UPDATE 商品 SET 価格 = 250, 商品名 = 'ダブルクリップ' WHERE 商品ID = 'S03';
このUPDATE文を実行すると、商品ID’S03’の“価格“列の値は250、”商品名“列の値は‘ダブルクリップ’に変更されます。UPDATE文の実行後に“商品“表を検索をすると、次のようになります。
商品
商品ID | 商品名 | 価格 |
S01 | ボールペン | 170 |
S02 | 消しゴム | 100 |
S03 | ダブルクリップ | 250 |
「商品ID = ‘S03’」に当てはまるレコードは3行目のレコードだけなので、“価格“列と“商品名“列の値が更新されるのは、3行目のレコードだけです。
「条件式」に当てはまるレコードが1つもない場合には、どのレコードは変更されません。さらに、次のようなUPDATE文を実行してみましょう。
UPDATE 商品 SET 価格 = 900 WHERE 商品ID = 'S99';
このUPDATE文を実行しても、「商品ID = ‘S09’」に当てはまるレコードがありませんので、すべてのレコードの値は実行前と同じです。UPDATE文の実行後に“商品“表を検索をすると、次のようになり、変更されていないことが確認できます。
商品
商品ID | 商品名 | 価格 |
S01 | ボールペン | 170 |
S02 | 消しゴム | 100 |
S03 | ダブルクリップ | 250 |
なお、このように当てはまるレコードが1つもない条件式を指定しても、エラーは発生しません。
1-5.計算した結果で更新する
「変更内容」には計算式を使うこともできます。
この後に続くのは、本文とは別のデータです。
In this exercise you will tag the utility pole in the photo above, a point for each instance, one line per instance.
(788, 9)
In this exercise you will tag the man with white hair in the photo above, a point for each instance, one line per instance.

1-4に続いて、次のようなUPDATE文を実行してみましょう。
UPDATE 商品 SET 価格 = 価格 * 1.2 WHERE 商品ID = 'S02';
このUPDATE文を実行すると、商品ID’S02’の“価格“列の値は変更前の“価格“列の値の1.2倍、即ち120に変更されます。UPDATE文の実行後に“商品“表を検索をすると、次のようになります。
商品
商品ID | 商品名 | 価格 |
S01 | ボールペン | 170 |
S02 | 消しゴム | 120 |
S03 | ダブルクリップ | 250 |
「商品ID = ‘S02’」に当てはまるレコードは2行目のレコードだけなので、“価格“列の値が更新されるのは、2行目のレコードだけです。
1-6.条件分岐(CASE式)の結果で更新する
「変更内容」には条件分岐(CASE式)を使うこともできます。次のようなUPDATE文を実行してみましょう。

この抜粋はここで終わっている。